L’Observatoire de la santé, outil statistique, met en évidence des caractéristiques genevoises. La population est jeune, cosmopolite, le système de soins performant. Il n’empêche que certains indicateurs sont inquiétants, à commencer par la santé mentale chez les jeunes de 15 à 25 ans. La perception que nous en avons est mauvaise. Même constat concernant la santé mentale au travail. Comment diminuer la charge? Il existe des programmes de sensibilisation mais nous devons faire bien davantage dans ce domaine. Toutefois, ceci en identifiant la ligne de démarcation entre ce qui est «normal» et ce qui relève du pathologique. Sans cette balance, il y a un risque de psychiatrisation de la société. Un autre exemple: le surpoids et l’obésité observés chez les jeunes, une épidémie silencieuse qui touche l’Europe.

Votre réforme représente un travail titanesque? 
Sans doute. Mais, il est de notre responsabilité de lancer le processus sans tarder sachant que les fruits seront récoltés plus tard. iI s’agit de développer un système dans lequel l’hôpital n’est plus le centre unique du dispositif, mais le maillon d’une chaîne. A cet égard, l’approche en silo – les différents acteurs agissent indépendamment les uns des autres – s’est avérée contre-productive. La solution réside dans la création d’un véritable réseau de compétences et de soins centré sur la communauté. Ainsi grâce à l’impulsion du Département de la santé et des mobilités, les Hôpitaux universitaires de Genève (HUG) et l’Institution genevoise de maintien à domicile (Imad) accélèrent leur synergie. Toujours dans l’optique de mieux répondre aux besoins du patient en favorisant son retour à la maison. Mais pour que tout cela fonctionne de manière optimale, le système a besoin de professionnels aguerris. Or, nous savons que les vocations se raréfient notamment dans les soins infirmiers.

Les maisons de santé entrent-elles dans ce changement? 
Elles jouent un rôle crucial car elles interviennent sur le plan de la prévention et des soins de proximité. Elles assurent en outre des visites domiciliaires pour couvrir les besoins de patients avec de multiples pathologies ou financièrement vulnérables. Il faut savoir qu’aujourd’hui, le nombre des travailleurs pauvres est en hausse. Et, que faute de ressources, ils renoncent de plus en plus fréquemment à consulter. Il y a un vrai danger de voir à Genève, comme dans d’autres villes européennes, se propager une médecine à deux vitesses.

Et la médecine de ville? 
Elle participe activement à l’élaboration du vaste maillage de soins en collaboration avec l’Etat.

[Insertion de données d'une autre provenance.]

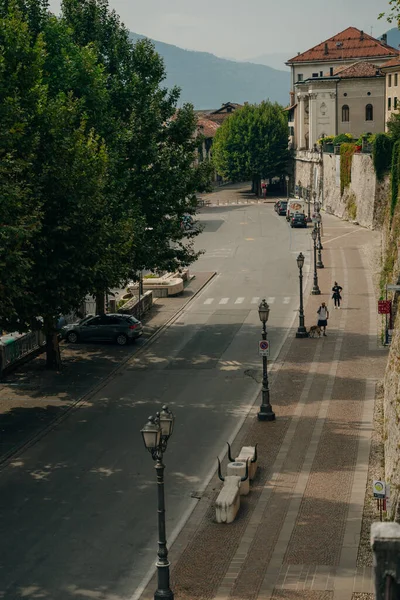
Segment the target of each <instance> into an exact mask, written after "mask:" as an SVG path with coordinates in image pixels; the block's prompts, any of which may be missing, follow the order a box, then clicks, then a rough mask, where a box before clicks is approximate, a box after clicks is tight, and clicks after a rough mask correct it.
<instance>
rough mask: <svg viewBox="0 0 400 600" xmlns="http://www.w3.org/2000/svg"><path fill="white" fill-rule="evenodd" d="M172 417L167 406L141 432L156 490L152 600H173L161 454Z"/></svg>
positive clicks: (164, 448) (172, 422) (173, 599)
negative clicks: (153, 597)
mask: <svg viewBox="0 0 400 600" xmlns="http://www.w3.org/2000/svg"><path fill="white" fill-rule="evenodd" d="M174 420H175V419H174V415H173V414H172V412H171V411H170V410H169V408H168V406H163V407H162V410H161V413H157V414H156V416H155V417H149V419H148V422H147V423H146V425H145V426H144V427H143V429H142V430H141V433H142V436H143V441H144V445H145V447H146V449H147V450H148V451H149V452H150V454H151V456H152V458H153V460H154V461H155V463H156V464H155V469H156V473H157V490H158V506H157V512H158V552H157V556H158V560H157V562H156V566H157V589H156V591H155V592H154V600H174V593H173V591H172V590H171V588H170V584H169V566H170V563H169V560H168V548H167V538H166V532H165V495H164V469H165V465H164V463H163V454H164V452H165V450H166V449H167V444H168V440H169V438H170V437H171V435H172V431H173V429H174Z"/></svg>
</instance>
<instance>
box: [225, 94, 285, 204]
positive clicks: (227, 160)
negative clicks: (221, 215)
mask: <svg viewBox="0 0 400 600" xmlns="http://www.w3.org/2000/svg"><path fill="white" fill-rule="evenodd" d="M288 158H289V152H288V130H287V118H286V115H285V113H284V112H283V111H282V107H281V106H280V105H279V104H277V103H271V102H269V101H266V102H262V103H261V104H260V105H246V106H244V107H243V108H241V109H239V110H237V111H235V113H234V114H233V115H232V116H231V117H229V119H227V120H226V121H225V122H224V123H223V124H222V126H221V127H220V129H219V130H218V131H217V133H216V136H215V139H214V144H213V159H214V164H215V167H216V169H217V171H218V173H219V174H220V175H223V176H224V177H227V178H229V179H231V180H232V181H246V180H248V179H251V180H252V182H253V189H254V190H255V192H256V193H257V194H259V193H260V188H261V179H263V178H272V177H276V176H279V175H282V173H284V172H285V169H286V165H287V161H288Z"/></svg>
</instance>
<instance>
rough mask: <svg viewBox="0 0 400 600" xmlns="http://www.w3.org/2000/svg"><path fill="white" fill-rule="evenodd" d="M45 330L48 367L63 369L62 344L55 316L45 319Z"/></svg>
mask: <svg viewBox="0 0 400 600" xmlns="http://www.w3.org/2000/svg"><path fill="white" fill-rule="evenodd" d="M44 331H45V334H46V369H51V370H53V371H61V367H62V364H61V353H60V345H59V343H58V333H57V330H56V328H55V323H54V319H53V318H51V317H50V318H45V319H44Z"/></svg>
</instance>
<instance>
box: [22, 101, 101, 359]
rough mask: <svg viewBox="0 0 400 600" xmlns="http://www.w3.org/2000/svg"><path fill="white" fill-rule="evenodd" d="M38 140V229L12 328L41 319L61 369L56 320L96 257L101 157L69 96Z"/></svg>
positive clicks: (84, 281)
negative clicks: (40, 218) (38, 140)
mask: <svg viewBox="0 0 400 600" xmlns="http://www.w3.org/2000/svg"><path fill="white" fill-rule="evenodd" d="M40 133H41V137H40V143H39V146H38V149H37V157H36V160H35V162H34V165H33V168H34V182H35V187H36V190H37V192H36V193H37V195H38V198H39V202H40V206H41V222H40V230H39V231H38V232H37V234H36V235H35V236H34V239H33V243H32V247H31V250H30V261H31V265H30V270H29V277H28V278H27V281H26V289H27V291H28V293H27V296H26V297H22V298H21V299H20V300H19V301H16V302H15V303H14V306H15V312H16V316H17V320H16V322H15V324H14V326H15V327H16V328H18V329H20V330H24V329H27V328H32V327H33V328H34V327H35V326H37V323H38V321H37V317H38V316H40V317H42V321H43V328H44V332H45V334H46V341H47V346H46V350H47V361H46V362H47V366H48V367H49V368H57V369H59V368H60V366H61V361H60V352H59V347H58V338H57V331H56V324H57V320H58V317H59V315H60V314H68V313H69V312H70V311H71V310H74V309H78V308H79V306H80V305H81V304H82V302H83V300H84V298H85V296H86V294H87V292H88V290H89V289H90V287H91V286H93V279H94V272H95V267H96V264H97V261H98V254H99V253H101V252H102V233H103V231H104V227H105V224H104V207H105V198H104V193H103V192H104V182H105V176H106V167H107V154H106V151H105V148H104V145H103V144H102V143H101V141H100V140H99V139H98V138H97V136H96V135H95V134H94V132H93V131H88V130H87V127H86V124H85V122H84V121H83V120H82V115H81V111H80V107H79V102H78V101H77V100H75V99H73V98H72V96H71V95H70V96H65V95H64V94H62V93H61V94H60V95H59V96H58V97H57V98H56V99H54V100H49V101H48V103H47V106H46V110H45V112H44V114H43V118H42V123H41V131H40Z"/></svg>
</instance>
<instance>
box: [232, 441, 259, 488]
mask: <svg viewBox="0 0 400 600" xmlns="http://www.w3.org/2000/svg"><path fill="white" fill-rule="evenodd" d="M246 460H247V461H248V463H249V479H250V480H253V479H254V477H255V476H256V472H257V462H258V458H257V447H256V446H243V447H242V449H241V451H240V453H239V455H238V456H237V457H236V462H246Z"/></svg>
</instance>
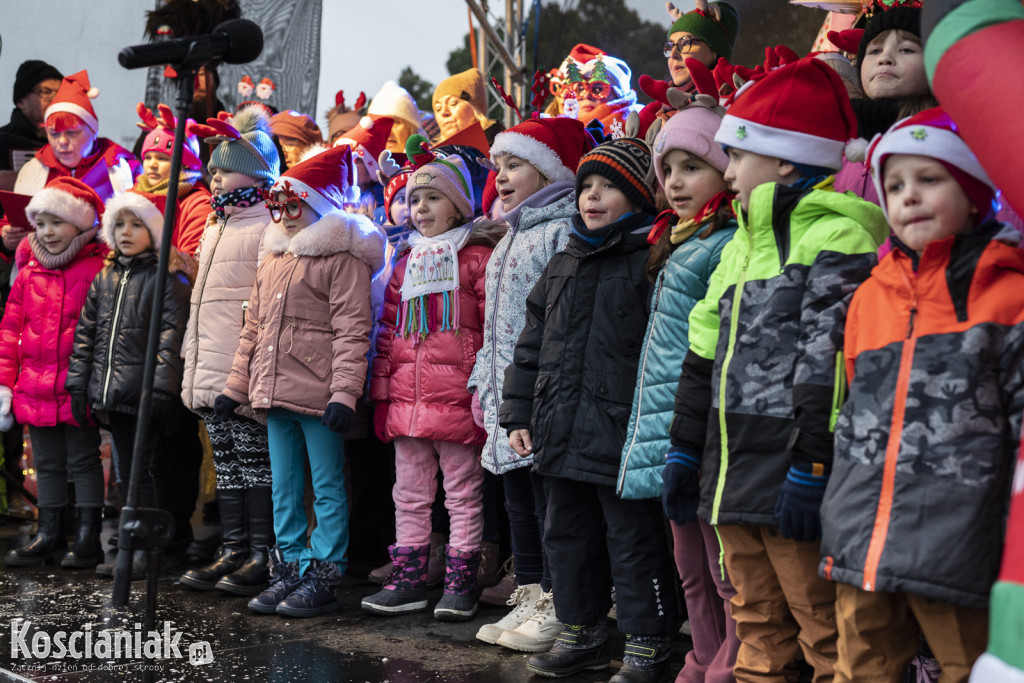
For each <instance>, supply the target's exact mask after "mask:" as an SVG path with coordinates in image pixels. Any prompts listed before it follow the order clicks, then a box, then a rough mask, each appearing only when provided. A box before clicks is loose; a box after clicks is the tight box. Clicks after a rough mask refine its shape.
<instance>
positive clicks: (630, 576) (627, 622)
mask: <svg viewBox="0 0 1024 683" xmlns="http://www.w3.org/2000/svg"><path fill="white" fill-rule="evenodd" d="M544 490H545V493H546V494H547V498H548V516H547V519H546V522H545V528H544V549H545V551H546V552H547V554H548V561H549V562H550V564H551V579H552V583H553V590H554V597H555V613H556V615H557V616H558V620H559V621H560V622H561V623H562V624H571V625H586V626H591V625H594V624H596V623H597V622H598V620H601V618H604V615H605V614H606V613H607V611H608V609H610V607H611V595H610V592H611V586H612V583H613V584H614V587H615V598H616V603H617V612H618V630H620V631H622V632H623V633H630V634H640V635H669V634H670V633H671V632H672V630H673V629H675V628H676V626H677V625H676V595H675V591H676V587H675V585H676V582H675V577H674V572H673V564H672V563H673V558H672V554H671V553H670V551H669V545H668V538H667V536H666V532H665V521H664V518H663V513H662V506H660V504H659V503H658V502H656V501H624V500H622V499H620V498H618V497H617V496H615V489H614V488H613V487H612V486H604V485H600V484H593V483H582V482H580V481H573V480H571V479H563V478H560V477H551V476H545V477H544Z"/></svg>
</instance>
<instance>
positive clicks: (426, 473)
mask: <svg viewBox="0 0 1024 683" xmlns="http://www.w3.org/2000/svg"><path fill="white" fill-rule="evenodd" d="M479 456H480V450H479V449H478V447H477V446H475V445H463V444H461V443H450V442H447V441H431V440H430V439H426V438H414V437H411V436H399V437H397V438H395V439H394V466H395V482H394V492H393V496H394V507H395V511H394V525H395V536H396V538H397V545H399V546H425V545H427V544H429V543H430V506H431V505H432V504H433V502H434V494H435V493H436V492H437V466H438V463H439V464H440V468H441V478H442V479H443V481H444V507H446V508H447V511H449V517H450V518H451V520H452V523H451V531H450V533H449V545H451V546H452V547H453V548H455V549H456V550H462V551H467V550H477V549H478V548H479V547H480V539H481V537H482V536H483V467H481V466H480V457H479Z"/></svg>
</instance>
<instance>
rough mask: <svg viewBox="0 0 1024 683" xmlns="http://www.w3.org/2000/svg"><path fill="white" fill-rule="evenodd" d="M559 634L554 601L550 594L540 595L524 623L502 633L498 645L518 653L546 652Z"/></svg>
mask: <svg viewBox="0 0 1024 683" xmlns="http://www.w3.org/2000/svg"><path fill="white" fill-rule="evenodd" d="M561 632H562V624H561V622H559V621H558V620H557V618H556V617H555V602H554V599H553V598H552V595H551V593H550V592H548V593H542V594H541V597H540V598H539V599H538V601H537V602H536V603H535V604H534V611H532V613H531V614H530V615H529V616H528V617H527V618H526V621H525V622H523V623H522V624H521V625H520V626H519V627H517V628H515V629H513V630H511V631H506V632H505V633H503V634H502V636H501V638H499V639H498V644H499V645H502V646H503V647H508V648H509V649H513V650H519V651H520V652H546V651H547V650H549V649H551V646H552V645H553V644H554V642H555V638H557V637H558V634H559V633H561Z"/></svg>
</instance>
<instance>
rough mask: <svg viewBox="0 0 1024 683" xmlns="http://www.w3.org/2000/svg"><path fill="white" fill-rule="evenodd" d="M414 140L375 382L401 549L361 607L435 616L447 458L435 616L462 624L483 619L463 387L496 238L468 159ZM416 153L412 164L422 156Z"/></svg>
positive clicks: (476, 439)
mask: <svg viewBox="0 0 1024 683" xmlns="http://www.w3.org/2000/svg"><path fill="white" fill-rule="evenodd" d="M421 140H425V138H422V137H419V136H415V135H414V136H413V137H411V138H410V148H409V150H407V155H408V156H409V157H410V159H412V160H413V164H414V170H413V174H412V175H411V176H410V178H409V184H408V185H407V186H406V191H407V196H408V197H409V208H410V216H411V219H412V221H413V226H414V227H415V228H416V232H413V233H412V234H411V236H410V237H409V246H410V251H409V253H407V254H406V255H403V256H402V257H401V258H400V259H399V260H398V262H397V263H396V264H395V267H394V274H393V275H392V276H391V282H390V283H389V284H388V289H387V293H386V295H385V299H384V312H383V314H382V316H381V327H380V332H379V334H378V336H377V356H376V358H375V359H374V365H373V372H372V375H371V380H370V398H371V400H374V401H376V407H375V416H374V419H375V422H376V423H377V424H379V425H381V426H382V431H383V433H382V437H383V438H385V439H387V440H391V439H394V447H395V470H396V481H395V485H394V503H395V528H396V537H397V538H396V541H395V544H394V545H393V546H391V547H389V548H388V552H389V553H390V555H391V560H392V562H393V568H392V569H391V574H390V575H389V577H388V579H387V580H386V581H385V582H384V588H383V589H382V590H381V591H379V592H378V593H376V594H374V595H371V596H369V597H366V598H364V599H362V609H364V610H365V611H367V612H370V613H372V614H380V615H395V614H399V613H408V612H413V611H421V610H423V609H425V608H426V606H427V601H426V598H425V596H424V588H425V584H426V574H427V558H428V555H429V553H430V530H431V525H430V507H431V504H432V503H433V500H434V495H435V493H436V489H437V482H436V473H437V467H438V459H439V464H440V469H441V474H442V477H443V483H444V494H445V499H444V504H445V506H446V507H447V510H449V515H450V517H451V538H450V545H449V546H447V547H446V548H445V575H444V594H443V596H442V597H441V600H440V602H438V603H437V605H436V607H435V608H434V617H435V618H438V620H440V621H450V622H460V621H466V620H469V618H472V616H473V614H475V613H476V572H477V568H478V565H479V562H480V540H481V536H482V532H483V520H482V516H481V515H482V490H481V486H482V482H483V469H482V468H481V467H480V463H479V446H480V445H481V444H482V443H483V440H484V434H483V432H482V431H480V429H479V427H477V426H476V423H475V422H474V421H473V416H472V411H471V407H470V394H469V392H468V391H467V390H466V381H467V380H468V379H469V375H470V372H471V371H472V369H473V358H474V357H475V354H476V351H477V349H479V348H480V342H481V331H482V328H483V302H484V294H483V274H484V267H485V266H486V263H487V259H488V258H489V257H490V250H492V247H493V246H494V242H495V241H496V240H495V239H494V237H493V236H492V234H489V233H488V231H487V230H486V229H485V228H486V227H489V224H487V223H481V224H479V225H477V226H474V225H473V224H471V223H469V219H470V218H471V217H472V215H473V189H472V185H471V184H470V179H469V173H468V171H467V169H466V166H465V163H464V162H463V160H462V159H461V158H459V157H457V156H452V157H445V158H435V157H434V156H433V155H432V154H431V153H425V152H423V151H422V148H419V143H420V141H421ZM414 155H415V157H416V158H415V159H414Z"/></svg>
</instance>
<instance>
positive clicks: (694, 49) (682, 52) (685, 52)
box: [662, 36, 708, 59]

Ce grand chamboulement requiert l’adhésion de toutes les parties prenantes? 
C’est un travail de concertation nécessaire, un marathon et non pas un sprint. Nous ne pouvons plus nous résigner face à la croissance des dépenses de santé et nous devons nous montrer innovants pour faire face aux effets annoncés du vieillissement de la population. Tant les HUG que l’Imad ont la capacité et la volonté de changer la donne en profitant des espaces de collaboration, en intégrant les nouvelles technologies et en améliorant la trajectoire du patient du domicile à l’hôpital et vice versa.